AWS Proton software delivery platform is now available in select regions
New service streamlines microservices management
Microservices and the containers they're based on are small pieces of software that proliferate quickly in enterprise environments. Different teams often create these pieces of software and update them frequently. One of the most significant benefits of a container-based microservices approach is that they're not monolithic, allowing developers to update individual functions separately.
Development teams must maintain consistent standards for these systems and serverless software that doesn't require a visible virtual machine.
Proton uses templates for microservices deployment. Environment templates define the shared resources available to the software, which development teams deploy first. Service templates then define the continuous integration/deployment pipeline that governs their journey to deployment and the infrastructure they use when they get there. They also define observability tools DevOps teams can use to monitor their services in the field.

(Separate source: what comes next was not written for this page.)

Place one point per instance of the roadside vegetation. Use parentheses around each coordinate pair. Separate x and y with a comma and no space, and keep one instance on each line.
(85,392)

DevOps teams can collect these templates into standard stacks to quickly stand up these highly atomic pieces of code. The stacks can be curated to support different kinds of workload and operating environment, and they contain best practices to ensure that developers handle tasks, such as security.
When the time comes to deploy a microservice, container, or serverless application on the development team's chosen stack, Proton handles resource provisioning, code deployment, and monitoring telemetry.
The pay-as-you-go service offers a dashboard where administrators examine and control all containers and serverless applications in the Amazon cloud. It also lists the microservices using each stack.
AWS Proton became available this week in Amazon's US East (N. Virginia), US East (Ohio), US West (Oregon), Europe (Ireland), and Asia Pacific (Tokyo) regions. The company will roll it out in more areas soon, it said.